Follow the leader?

“According to my scientific friends, one of our greatest and most glaring deficiencies is the failure of us in this country to give high enough priority to scientific education and to the place of science in our national life,” President Eisenhower said in a nationally televised address in 1957.

What we like about that is that the nation had a president who had intelligent, educated friends and that he listened to them. He was speaking in a time, of course, when the United States was a community, its people skeptical but not cynical, sometimes adversaries but not enemies. The nation’s leaders set different examples in those days. Though of different political parties, they worked together and granted each other the benefit of innumerable doubts and good intentions.

Last weekend, we marked the 47th Earth Day and got a taste of the kind of sense of community it once inspired. It is well to remember that Earth Day began in 1970 in a land that was torn and divided over war. At the time, our people thought things were as bad as they could get. We had no idea.

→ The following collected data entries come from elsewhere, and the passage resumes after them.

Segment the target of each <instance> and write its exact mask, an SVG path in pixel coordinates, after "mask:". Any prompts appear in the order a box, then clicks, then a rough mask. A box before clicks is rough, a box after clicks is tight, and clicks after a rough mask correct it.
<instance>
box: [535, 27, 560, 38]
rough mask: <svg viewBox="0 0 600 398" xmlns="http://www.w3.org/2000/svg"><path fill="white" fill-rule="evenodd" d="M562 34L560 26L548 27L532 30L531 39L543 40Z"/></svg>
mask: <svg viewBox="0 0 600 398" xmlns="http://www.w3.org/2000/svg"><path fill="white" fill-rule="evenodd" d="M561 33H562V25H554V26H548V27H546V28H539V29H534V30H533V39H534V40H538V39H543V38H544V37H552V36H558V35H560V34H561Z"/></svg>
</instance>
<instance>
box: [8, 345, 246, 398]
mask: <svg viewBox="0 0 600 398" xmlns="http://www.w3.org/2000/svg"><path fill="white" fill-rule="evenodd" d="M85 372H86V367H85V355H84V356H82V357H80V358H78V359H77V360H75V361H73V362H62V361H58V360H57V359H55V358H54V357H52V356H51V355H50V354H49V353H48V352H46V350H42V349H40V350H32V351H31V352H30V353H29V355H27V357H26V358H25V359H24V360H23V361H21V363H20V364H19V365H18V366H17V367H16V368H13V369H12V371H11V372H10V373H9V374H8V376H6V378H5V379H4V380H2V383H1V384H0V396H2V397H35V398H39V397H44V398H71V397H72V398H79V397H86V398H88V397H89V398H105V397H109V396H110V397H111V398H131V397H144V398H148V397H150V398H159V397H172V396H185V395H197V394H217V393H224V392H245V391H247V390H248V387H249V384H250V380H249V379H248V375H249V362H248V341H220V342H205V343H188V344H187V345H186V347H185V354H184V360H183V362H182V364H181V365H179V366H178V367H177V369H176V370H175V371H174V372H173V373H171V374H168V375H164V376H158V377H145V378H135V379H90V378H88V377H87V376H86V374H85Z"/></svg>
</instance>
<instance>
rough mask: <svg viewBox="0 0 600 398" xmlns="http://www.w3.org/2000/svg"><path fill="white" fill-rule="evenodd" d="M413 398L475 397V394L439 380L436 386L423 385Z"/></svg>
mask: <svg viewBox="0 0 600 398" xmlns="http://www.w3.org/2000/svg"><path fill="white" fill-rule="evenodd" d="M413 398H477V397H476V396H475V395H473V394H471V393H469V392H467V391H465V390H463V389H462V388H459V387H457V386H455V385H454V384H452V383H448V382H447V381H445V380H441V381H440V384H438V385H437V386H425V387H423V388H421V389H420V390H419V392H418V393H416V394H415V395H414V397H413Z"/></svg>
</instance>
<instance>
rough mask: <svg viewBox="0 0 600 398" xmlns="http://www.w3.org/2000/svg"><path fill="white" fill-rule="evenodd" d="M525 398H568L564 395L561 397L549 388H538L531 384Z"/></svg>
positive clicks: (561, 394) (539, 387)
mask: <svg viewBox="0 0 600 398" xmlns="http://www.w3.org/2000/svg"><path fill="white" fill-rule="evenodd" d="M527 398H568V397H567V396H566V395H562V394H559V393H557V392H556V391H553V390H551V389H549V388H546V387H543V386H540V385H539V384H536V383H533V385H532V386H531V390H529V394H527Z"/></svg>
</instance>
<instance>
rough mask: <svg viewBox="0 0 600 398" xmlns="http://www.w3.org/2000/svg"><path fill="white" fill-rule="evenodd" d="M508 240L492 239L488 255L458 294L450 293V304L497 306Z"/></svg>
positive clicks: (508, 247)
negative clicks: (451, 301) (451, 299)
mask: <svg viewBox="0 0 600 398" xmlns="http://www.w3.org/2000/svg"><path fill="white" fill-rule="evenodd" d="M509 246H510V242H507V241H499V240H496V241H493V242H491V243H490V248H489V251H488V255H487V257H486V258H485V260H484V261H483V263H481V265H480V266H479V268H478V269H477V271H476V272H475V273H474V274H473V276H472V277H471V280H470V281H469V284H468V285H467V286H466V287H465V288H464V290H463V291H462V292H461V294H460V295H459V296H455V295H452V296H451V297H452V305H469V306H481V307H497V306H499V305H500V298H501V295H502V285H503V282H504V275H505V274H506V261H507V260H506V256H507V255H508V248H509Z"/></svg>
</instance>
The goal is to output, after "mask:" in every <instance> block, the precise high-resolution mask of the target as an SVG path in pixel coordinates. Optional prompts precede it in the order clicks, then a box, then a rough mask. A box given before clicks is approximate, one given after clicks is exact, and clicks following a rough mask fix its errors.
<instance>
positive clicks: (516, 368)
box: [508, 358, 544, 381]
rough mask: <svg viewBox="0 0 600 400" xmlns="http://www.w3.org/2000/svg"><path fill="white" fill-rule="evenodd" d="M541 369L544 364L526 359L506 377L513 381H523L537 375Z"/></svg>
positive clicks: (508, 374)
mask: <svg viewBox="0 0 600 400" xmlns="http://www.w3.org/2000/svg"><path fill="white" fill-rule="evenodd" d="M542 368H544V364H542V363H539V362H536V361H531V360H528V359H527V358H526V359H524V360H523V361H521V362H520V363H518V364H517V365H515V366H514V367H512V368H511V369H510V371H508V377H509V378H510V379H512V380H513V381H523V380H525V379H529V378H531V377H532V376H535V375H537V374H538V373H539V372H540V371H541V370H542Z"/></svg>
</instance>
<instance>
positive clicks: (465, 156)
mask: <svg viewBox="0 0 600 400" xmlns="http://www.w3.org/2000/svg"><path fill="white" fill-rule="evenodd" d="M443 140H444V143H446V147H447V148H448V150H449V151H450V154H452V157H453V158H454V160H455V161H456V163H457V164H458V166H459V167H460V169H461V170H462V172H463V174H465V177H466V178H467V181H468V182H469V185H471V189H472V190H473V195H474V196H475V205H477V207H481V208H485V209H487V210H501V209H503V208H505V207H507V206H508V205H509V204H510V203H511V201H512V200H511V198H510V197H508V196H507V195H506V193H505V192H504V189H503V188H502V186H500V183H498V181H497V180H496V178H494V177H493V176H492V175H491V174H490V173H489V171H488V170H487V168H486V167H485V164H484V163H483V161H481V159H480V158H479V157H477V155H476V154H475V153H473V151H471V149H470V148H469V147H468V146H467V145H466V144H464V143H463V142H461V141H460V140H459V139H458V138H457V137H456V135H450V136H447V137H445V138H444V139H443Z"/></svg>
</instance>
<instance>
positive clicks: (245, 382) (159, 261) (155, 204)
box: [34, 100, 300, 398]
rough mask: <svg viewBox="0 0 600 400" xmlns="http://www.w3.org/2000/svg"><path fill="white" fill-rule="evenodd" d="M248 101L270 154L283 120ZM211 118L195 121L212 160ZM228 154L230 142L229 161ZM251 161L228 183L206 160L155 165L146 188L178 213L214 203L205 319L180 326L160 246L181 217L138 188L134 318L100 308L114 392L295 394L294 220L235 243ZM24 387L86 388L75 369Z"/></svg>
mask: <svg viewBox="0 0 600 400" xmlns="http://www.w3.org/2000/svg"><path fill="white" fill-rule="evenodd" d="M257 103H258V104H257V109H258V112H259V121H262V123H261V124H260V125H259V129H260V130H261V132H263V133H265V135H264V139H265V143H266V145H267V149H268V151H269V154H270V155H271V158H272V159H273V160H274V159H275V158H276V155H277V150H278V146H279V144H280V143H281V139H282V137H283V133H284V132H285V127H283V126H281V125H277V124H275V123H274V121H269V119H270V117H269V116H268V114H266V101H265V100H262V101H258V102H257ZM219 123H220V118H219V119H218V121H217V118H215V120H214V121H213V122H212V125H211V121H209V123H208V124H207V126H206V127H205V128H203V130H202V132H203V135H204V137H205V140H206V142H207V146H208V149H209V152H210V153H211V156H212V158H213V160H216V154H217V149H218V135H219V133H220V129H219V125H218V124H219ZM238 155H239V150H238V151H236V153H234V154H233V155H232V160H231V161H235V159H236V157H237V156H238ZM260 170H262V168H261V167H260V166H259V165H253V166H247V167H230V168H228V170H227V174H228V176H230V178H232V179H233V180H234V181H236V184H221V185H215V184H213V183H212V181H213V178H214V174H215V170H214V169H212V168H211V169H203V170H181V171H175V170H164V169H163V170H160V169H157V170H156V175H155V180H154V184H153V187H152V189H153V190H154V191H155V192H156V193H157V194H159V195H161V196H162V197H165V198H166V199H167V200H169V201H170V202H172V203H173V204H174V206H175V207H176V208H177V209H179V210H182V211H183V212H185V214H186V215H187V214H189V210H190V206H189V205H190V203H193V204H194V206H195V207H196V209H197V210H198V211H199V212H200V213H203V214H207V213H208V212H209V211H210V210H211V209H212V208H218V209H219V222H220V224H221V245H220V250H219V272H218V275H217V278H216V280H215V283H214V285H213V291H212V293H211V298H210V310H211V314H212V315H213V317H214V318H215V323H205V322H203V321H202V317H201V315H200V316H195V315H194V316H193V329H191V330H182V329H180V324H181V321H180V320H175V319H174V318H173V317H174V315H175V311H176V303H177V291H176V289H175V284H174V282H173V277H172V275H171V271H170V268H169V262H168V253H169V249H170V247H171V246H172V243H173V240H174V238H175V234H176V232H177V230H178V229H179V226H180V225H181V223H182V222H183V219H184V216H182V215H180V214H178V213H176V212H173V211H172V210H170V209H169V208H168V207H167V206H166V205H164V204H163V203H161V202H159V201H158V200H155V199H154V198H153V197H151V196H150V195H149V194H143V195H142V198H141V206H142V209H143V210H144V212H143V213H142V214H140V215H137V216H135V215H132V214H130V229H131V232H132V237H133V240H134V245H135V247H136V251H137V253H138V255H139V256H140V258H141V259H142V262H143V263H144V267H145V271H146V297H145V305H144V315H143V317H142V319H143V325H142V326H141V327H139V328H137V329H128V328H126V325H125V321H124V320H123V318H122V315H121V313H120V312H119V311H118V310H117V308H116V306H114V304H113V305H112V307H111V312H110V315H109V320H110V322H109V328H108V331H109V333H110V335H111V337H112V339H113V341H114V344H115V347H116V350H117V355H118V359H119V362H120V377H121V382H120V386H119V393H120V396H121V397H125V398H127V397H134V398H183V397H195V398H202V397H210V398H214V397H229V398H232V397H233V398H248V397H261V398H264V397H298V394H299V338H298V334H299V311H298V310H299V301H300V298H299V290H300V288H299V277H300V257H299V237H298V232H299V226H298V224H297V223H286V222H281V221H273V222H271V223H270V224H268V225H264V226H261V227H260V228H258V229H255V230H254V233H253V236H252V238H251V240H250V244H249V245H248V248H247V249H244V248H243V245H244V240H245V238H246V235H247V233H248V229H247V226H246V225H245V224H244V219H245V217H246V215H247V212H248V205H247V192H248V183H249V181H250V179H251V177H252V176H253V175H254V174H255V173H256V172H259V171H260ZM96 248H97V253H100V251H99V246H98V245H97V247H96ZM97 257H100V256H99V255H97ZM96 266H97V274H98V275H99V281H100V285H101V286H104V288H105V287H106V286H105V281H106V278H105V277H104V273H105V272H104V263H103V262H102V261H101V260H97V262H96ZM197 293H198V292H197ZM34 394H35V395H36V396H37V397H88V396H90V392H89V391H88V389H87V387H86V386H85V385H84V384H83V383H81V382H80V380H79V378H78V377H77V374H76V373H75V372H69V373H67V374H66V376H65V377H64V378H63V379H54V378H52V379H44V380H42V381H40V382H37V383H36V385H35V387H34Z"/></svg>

Earth Day was the idea of Gaylord Nelson, a U.S. senator from Wisconsin. He chose Paul McCloskey, a Republican U.S. House member from California, as co-chair of the steering committee. Members of opposing parties worked together in those days. These days, the congressional dining rooms are having trouble finding customers because of the polarization. Opposing members cannot risk being seen together. Former Harry Reid aide Jim Manley recently told the Washington Post, “The downfall of collegiality in the Senate is symbolized by the lack of members going to the Senate Dining Room.”

Community doesn’t come from nowhere. It comes from the heart, but it can be either encouraged or discouraged by leaders.

“Community, of course, is an abstraction—like justice or freedom, faith or morality,” wrote Richard Goodwin, an aide to President Kennedy. “It cannot be imposed by the powerful, resting as it does on our willingness to enact the more spacious and generous qualities of individual nature. But the possibilities of community can be destroyed, aborted by an environment that discourages, even prohibits, a mutuality of interest, a shared responsibility.”

Sound familiar? Leaders can inspire, but far too often they do no such thing. Instead they call on our lesser qualities, pitting us against each other in a fashion that supplies them with offices and authority.

If someone looks for the worst in men, he will surely find it, Lincoln is said to have claimed.

It doesn’t have to be that way. Nowhere is it carved in stone that when a leader calls on our faults and prejudices, we must follow the leader.